エンタープライズ:ニュース 2002/12/02 22:59:00 更新


日本市場に本格的に取り組むラドウェア、10GbE対応の第3世代プラットフォームも

日本ラドウェアは12月2日、報道陣向けの戦略説明会を開催し、本格的に国内市場に取り組んでいく方針を明らかにした

 トラフィックの負荷分散を実現する「Web Servcer Director(WSD)」やファイアウォール/VPN/IDS(不正侵入検知システム)といったセキュリティシステムの負荷分散を行う「FireProof」、経路最適化を実現する「LinkProof」など、多様なアプライアンス製品を提供している日本ラドウェアは、12月2日、本格的に国内市場に取り組んでいく方針を明らかにした。

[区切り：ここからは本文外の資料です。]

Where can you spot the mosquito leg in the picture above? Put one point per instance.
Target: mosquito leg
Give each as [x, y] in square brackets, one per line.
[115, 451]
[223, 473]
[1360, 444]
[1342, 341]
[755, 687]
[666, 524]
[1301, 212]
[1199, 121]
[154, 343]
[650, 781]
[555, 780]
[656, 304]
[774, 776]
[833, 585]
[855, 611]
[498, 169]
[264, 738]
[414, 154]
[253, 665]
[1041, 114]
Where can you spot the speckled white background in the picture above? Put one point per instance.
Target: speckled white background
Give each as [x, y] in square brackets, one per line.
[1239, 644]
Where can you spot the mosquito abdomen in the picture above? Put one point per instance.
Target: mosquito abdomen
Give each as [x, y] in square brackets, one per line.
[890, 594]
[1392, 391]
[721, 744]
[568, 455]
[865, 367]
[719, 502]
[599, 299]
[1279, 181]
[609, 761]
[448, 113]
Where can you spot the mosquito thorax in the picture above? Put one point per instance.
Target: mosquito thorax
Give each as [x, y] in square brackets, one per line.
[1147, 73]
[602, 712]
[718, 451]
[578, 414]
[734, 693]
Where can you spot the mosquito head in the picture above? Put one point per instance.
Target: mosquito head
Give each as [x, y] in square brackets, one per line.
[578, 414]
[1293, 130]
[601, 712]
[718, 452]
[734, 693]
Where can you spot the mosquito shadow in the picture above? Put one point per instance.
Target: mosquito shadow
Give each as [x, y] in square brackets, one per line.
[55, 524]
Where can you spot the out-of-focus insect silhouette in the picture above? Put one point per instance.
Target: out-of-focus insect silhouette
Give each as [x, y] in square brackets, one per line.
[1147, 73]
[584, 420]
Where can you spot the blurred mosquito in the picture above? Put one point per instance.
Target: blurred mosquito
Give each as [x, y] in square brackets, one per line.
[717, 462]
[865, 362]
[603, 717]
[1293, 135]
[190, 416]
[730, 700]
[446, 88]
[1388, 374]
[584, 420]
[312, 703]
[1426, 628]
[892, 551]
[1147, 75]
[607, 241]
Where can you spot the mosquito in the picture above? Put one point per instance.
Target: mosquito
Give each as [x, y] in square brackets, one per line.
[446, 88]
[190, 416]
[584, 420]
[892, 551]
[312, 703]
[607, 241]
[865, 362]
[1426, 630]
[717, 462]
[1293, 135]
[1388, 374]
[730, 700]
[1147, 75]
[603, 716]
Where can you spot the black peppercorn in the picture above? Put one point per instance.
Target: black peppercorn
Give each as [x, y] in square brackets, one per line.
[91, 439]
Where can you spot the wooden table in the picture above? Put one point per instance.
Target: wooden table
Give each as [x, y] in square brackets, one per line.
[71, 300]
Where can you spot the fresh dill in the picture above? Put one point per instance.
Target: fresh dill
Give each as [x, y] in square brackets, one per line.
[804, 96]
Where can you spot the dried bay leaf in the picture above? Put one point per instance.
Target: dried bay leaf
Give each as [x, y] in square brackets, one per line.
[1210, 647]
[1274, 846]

 同社はこれまで、マクニカやネットマークスなど、複数の販売代理店を通じて製品を提供してきた。だがこのたび、正式に国内用の製品価格を設定。「日本法人を設立しながら、ここ数年間はどちらかというと地味にやってきたが、これからはしっかり展開していく」(同社カントリーマネジャーの公家尊裕氏)という。

 同時に、携帯電話やモバイルへの対応、IPv6サポートといった、日本独自の要求に対応した機能を開発・提供していく方針だ。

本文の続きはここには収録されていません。